Effects of Dispersion Fluctuation on Multi-Eigenvalue Communication

抄録

The eigenvalues in the Zakharov-Shabat problem for the nonlinear Schrödinger equation are invariant quantities with respect to the transmission distance. Therefore, optical eigenvalue modulation is expected to be a novel transmission scheme to overcome the Kerr nonlinearity limit in fiber optic communications. However, there is a concern that optical eigenvalues vary under dispersion fluctuations arising in the manufacturing process of the optical fiber. In this study, we investigate the effects of the dispersion fluctuation on the eigenvalue transmission, including that of multi-eigenvalues, through numerical simulations.

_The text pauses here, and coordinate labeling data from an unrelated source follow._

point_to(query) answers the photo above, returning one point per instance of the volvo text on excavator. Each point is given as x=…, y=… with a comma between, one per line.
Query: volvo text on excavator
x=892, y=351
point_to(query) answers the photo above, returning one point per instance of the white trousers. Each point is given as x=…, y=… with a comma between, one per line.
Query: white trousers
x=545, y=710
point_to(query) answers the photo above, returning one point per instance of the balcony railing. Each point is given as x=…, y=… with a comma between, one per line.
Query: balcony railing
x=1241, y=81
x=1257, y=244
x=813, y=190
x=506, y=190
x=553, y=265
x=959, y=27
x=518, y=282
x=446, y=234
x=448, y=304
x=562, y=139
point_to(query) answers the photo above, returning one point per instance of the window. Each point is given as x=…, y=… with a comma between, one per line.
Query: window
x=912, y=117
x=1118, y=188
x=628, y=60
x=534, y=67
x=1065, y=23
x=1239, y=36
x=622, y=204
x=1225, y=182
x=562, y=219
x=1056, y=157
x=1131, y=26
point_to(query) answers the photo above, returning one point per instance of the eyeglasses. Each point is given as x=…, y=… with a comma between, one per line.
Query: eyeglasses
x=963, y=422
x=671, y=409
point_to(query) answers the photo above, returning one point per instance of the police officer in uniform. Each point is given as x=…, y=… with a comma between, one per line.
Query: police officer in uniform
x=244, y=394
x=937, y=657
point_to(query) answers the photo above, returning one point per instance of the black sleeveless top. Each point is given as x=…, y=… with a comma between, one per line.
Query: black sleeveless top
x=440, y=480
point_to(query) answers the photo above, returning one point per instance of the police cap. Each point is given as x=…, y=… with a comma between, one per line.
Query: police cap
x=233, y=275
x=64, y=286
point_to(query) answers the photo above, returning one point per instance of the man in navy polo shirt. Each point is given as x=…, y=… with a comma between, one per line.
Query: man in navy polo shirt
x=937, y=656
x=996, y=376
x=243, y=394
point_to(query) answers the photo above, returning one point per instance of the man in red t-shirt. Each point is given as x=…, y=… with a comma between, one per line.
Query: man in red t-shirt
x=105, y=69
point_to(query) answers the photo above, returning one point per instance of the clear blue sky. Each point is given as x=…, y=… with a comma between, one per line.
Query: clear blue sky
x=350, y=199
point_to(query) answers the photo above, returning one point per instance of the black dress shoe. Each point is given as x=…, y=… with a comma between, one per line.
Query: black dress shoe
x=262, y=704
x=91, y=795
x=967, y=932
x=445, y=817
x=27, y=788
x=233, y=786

For the modeling, we experimentally measure the dispersion distribution of a non-zero dispersion-shifted fiber (NZ-DSF) using the bidirectional optical time domain reflectometer (OTDR) method. The measurement result indicates that the count of dispersion fluctuation could be approximated by the Gaussian distribution. Hence, we investigate the three dependencies of eigenvalue variation: the number of eigenvalues, the standard deviation of dispersion fluctuation, transmission distance, and reference time. The simulation results indicate that multi-eigenvalue transmission was more sensitive to dispersion fluctuation than 1-soliton transmission. Moreover, the direction of the eigenvalue variation depends on the eigenvalue configurations. Nevertheless, the results show that the eigenvalue shift is sufficiently small even for the transmission of the 2-soliton solution in the dispersion fluctuation of practical fibers. However, in the case of the 4-soliton solution, dispersion fluctuations affect eigenvalue transmission under certain conditions.